Indeed, more than any stance on a healthcare issue, or any specific decision, it is this unique, incompletely dominant relationship among the various healthcare perspectives and the decisions that define those perspectives that comprise a healthcare issue.
This is the underlying issue of wearing a mask.
This is the underlying issue of COVID-19 testing.
And it is through this framework that we will find many of the resolutions for these seemingly unsolvable healthcare issues.
Some of the few studies that applied game theory principles to healthcare and life sciences found there is no optimal strategy. Full cooperation is susceptible to individuals competing, and individuals competing is susceptible to acts of cooperation.
No one strategy in nature or in our society has truly proven superior to the other.
What most game theory experts would advocate in a world of incomplete dominance, rather than a fixed strategy, is an ongoing analysis of different decisions, benefits, and risk – and from that analysis, develop a balance of competing and cooperating that balances individual benefits with broader group benefit.
A strategy that begins by first ascertaining why we have different perspectives and gleaning the benefits and risks of the different perspectives.
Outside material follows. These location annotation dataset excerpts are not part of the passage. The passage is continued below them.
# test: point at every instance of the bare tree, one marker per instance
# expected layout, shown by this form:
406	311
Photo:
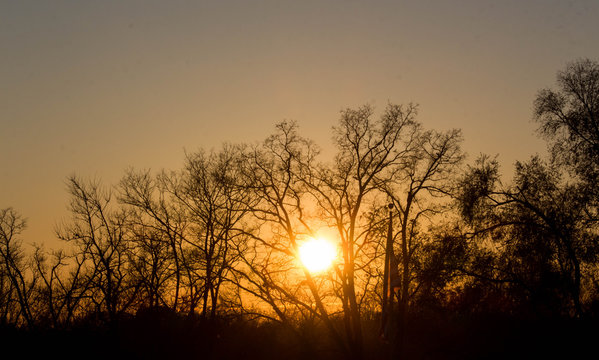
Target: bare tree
101	233
159	226
345	192
418	187
216	206
16	290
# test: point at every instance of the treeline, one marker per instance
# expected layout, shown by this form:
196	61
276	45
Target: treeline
419	231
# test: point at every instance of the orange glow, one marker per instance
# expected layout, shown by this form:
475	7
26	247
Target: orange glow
317	255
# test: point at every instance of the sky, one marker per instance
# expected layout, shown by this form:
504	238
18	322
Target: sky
94	87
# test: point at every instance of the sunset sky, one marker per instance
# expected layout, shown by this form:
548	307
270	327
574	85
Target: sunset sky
92	87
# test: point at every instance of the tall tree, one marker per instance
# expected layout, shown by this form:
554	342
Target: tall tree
13	267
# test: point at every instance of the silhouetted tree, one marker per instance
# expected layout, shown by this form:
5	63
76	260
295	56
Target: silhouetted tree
101	233
16	289
159	226
569	119
540	226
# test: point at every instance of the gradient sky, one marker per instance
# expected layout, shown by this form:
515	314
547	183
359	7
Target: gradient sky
92	87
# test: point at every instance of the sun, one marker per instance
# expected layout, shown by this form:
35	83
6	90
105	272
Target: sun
317	254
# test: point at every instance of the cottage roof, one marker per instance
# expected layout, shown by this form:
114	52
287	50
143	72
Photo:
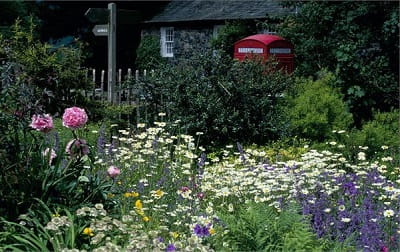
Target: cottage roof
200	10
These different perspectives as essentially different payoffs, and elucidate how certain individuals will behave when presented with certain healthcare related decisions – to wear a mask, to receive a vaccine, to socially distance.
Once we understand how individuals behave and decide, we can then understand how to optimally co-exist. We can enact rules that optimize individual decisions while accounting for the overall benefit of the group.
Sounds simple enough, but much of what has gone wrong in recent much is less about knowing what to do, and more about agreeing what to do.
Sometimes winning an argument is less about having the best argument, and more about contextualizing the relative value of each argument.
After all, it really is just a game.